View from an airplane of the smoke and blackened land in the Anaktuvuk River area in Alaska due to a wildfire.

How healthy will Earth’s ecosystems be in 2027, 2067 and beyond? It’s an important question to ask, especially on World Environment Day, June 5.

To find answers, scientists affiliated with the National Science Foundation’s (NSF) Long-Term Ecological Research (LTER) network came together this spring at an NSF LTER mini-symposium.

“Arctic ecosystems are undergoing rapid and surprising changes,” said Michelle Mack of Alaska’s Bonanza Creek and Arctic LTER sites. “Our job is to try to understand when ecosystems will recover, and when they will shift to new states.”

Mack studies ecosystem resilience to the wildfires that have recently swept through parts of the Bonanza Creek and Arctic sites.

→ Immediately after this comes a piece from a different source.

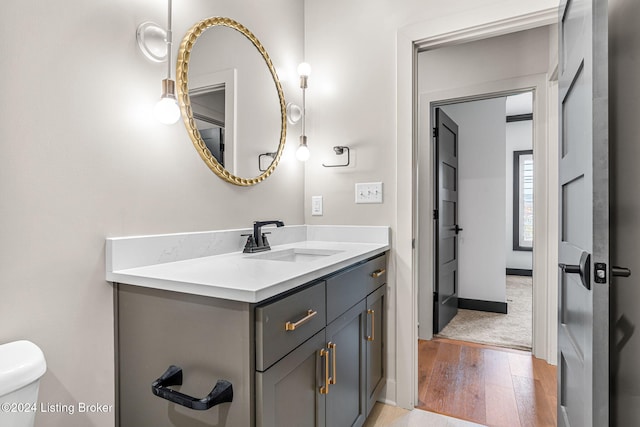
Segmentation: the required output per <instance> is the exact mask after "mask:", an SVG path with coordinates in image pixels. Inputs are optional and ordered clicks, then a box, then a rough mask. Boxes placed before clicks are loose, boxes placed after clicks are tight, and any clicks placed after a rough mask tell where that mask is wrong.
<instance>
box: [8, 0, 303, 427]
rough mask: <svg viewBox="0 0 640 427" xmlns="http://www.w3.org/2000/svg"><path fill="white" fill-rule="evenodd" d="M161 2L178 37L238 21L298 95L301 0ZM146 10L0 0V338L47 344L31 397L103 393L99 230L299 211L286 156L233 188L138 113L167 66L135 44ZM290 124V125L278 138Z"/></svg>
mask: <svg viewBox="0 0 640 427" xmlns="http://www.w3.org/2000/svg"><path fill="white" fill-rule="evenodd" d="M173 6H174V39H175V41H176V42H179V40H180V39H181V38H182V34H184V33H185V32H186V31H187V29H188V28H189V27H190V26H191V25H192V24H194V23H195V22H196V21H198V20H200V19H202V18H205V17H209V16H213V15H223V16H224V15H226V16H229V17H232V18H235V19H237V20H238V21H240V22H242V23H243V24H244V25H246V26H247V27H248V28H249V29H250V30H251V31H252V32H253V33H254V34H255V35H256V36H257V37H258V38H259V39H260V40H261V41H262V43H263V44H264V46H265V47H266V48H267V50H268V52H269V54H270V55H271V57H272V59H273V60H274V63H275V64H276V67H277V68H278V69H279V71H282V72H283V75H284V74H285V73H284V72H288V73H290V74H291V75H290V76H289V78H288V80H286V81H285V82H283V85H284V87H285V95H286V96H287V97H288V98H289V99H291V100H295V101H298V102H299V98H300V95H299V89H298V87H297V84H298V82H297V79H295V78H293V77H292V76H293V75H295V67H296V65H297V63H298V62H300V61H301V60H302V52H303V4H302V2H300V1H298V0H273V1H270V2H268V3H265V2H263V1H258V0H242V1H237V0H218V1H210V0H192V1H190V2H174V5H173ZM145 20H153V21H155V22H159V23H163V22H166V2H163V1H160V2H158V1H155V0H136V1H130V0H95V1H91V2H87V1H81V0H69V1H66V2H65V3H64V5H61V4H60V3H58V2H43V1H36V0H24V1H20V2H6V3H3V5H2V12H1V13H0V28H2V34H3V36H2V37H1V38H0V51H2V55H1V56H0V68H1V69H2V79H0V92H1V93H2V101H1V104H0V196H1V197H0V218H1V221H0V236H1V238H0V241H1V246H0V271H1V272H2V278H1V279H0V280H1V283H0V325H2V327H1V328H0V342H7V341H12V340H18V339H29V340H32V341H33V342H35V343H36V344H38V345H39V346H40V347H41V348H42V349H43V351H44V354H45V357H46V359H47V365H48V370H47V373H46V374H45V376H44V379H43V382H42V385H41V390H40V391H41V394H40V401H41V402H50V403H67V404H74V403H76V402H79V401H82V402H93V403H96V402H97V403H103V404H110V405H113V404H114V331H113V295H112V286H111V285H110V284H109V283H107V282H106V281H105V279H104V277H105V272H104V269H105V260H104V246H105V241H104V239H105V237H107V236H125V235H134V234H150V233H171V232H183V231H193V230H211V229H225V228H238V227H246V226H249V225H250V224H251V222H252V221H253V220H255V219H272V218H280V219H282V220H284V222H285V223H287V224H301V223H303V222H304V215H303V211H302V200H303V196H302V195H303V173H302V166H301V165H299V164H297V162H293V161H289V162H287V161H283V163H282V164H281V166H280V167H278V168H277V169H276V171H275V173H274V174H273V175H272V176H271V177H270V178H269V179H268V180H267V181H266V182H264V183H262V184H259V185H257V186H254V187H251V188H240V187H236V186H232V185H230V184H227V183H225V182H223V181H222V180H220V179H219V178H218V177H217V176H216V175H214V174H213V173H212V172H211V171H210V170H209V169H208V168H207V167H206V165H205V164H204V163H203V162H202V160H201V159H200V157H199V156H198V154H197V153H196V151H195V149H194V148H193V146H192V144H191V141H190V140H189V139H188V137H187V133H186V130H185V128H184V126H183V125H182V124H181V123H178V124H176V125H174V126H170V127H166V126H164V125H160V124H157V123H155V122H153V121H151V120H149V119H148V116H147V113H148V111H149V109H150V107H151V106H152V105H153V103H154V102H155V101H156V99H157V98H158V96H159V94H160V80H161V79H162V78H164V75H165V73H166V66H165V64H154V63H151V62H149V61H148V60H146V58H144V57H143V56H142V54H141V53H140V52H139V51H138V49H137V45H136V40H135V32H136V28H137V26H138V24H140V23H141V22H143V21H145ZM178 44H179V43H176V44H175V45H174V47H175V49H176V50H177V48H178ZM174 57H175V56H174ZM296 133H297V132H296V130H295V129H293V130H291V129H290V135H293V136H292V137H291V139H292V140H293V141H294V142H293V143H289V144H288V145H294V144H295V142H297V138H296V136H295V134H296ZM274 201H277V203H274ZM37 424H38V425H39V426H45V427H48V426H64V427H70V426H71V427H73V426H78V427H86V426H102V427H109V426H113V425H114V413H113V412H111V413H107V414H78V413H76V414H74V415H73V416H71V415H67V414H59V413H58V414H51V413H49V414H38V415H37Z"/></svg>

“With warmer and drier weather in the Arctic, wildfires are becoming more frequent,” Mack said. “At Bonanza Creek, fires have been common for the past 10,000 years, but fires at the Arctic site are a new disturbance.”

Among the conclusions: in boreal forests like those at Bonanza Creek, “severe fires triggered a shift from coniferous to deciduous tree dominance,” said Mack.

In the Arctic site’s tundra, deep soils were protected from the effects of burning. The intact vegetation led to rapid ecosystem recovery after the fire.

“The fires were unique opportunities to study these events,” Mack said.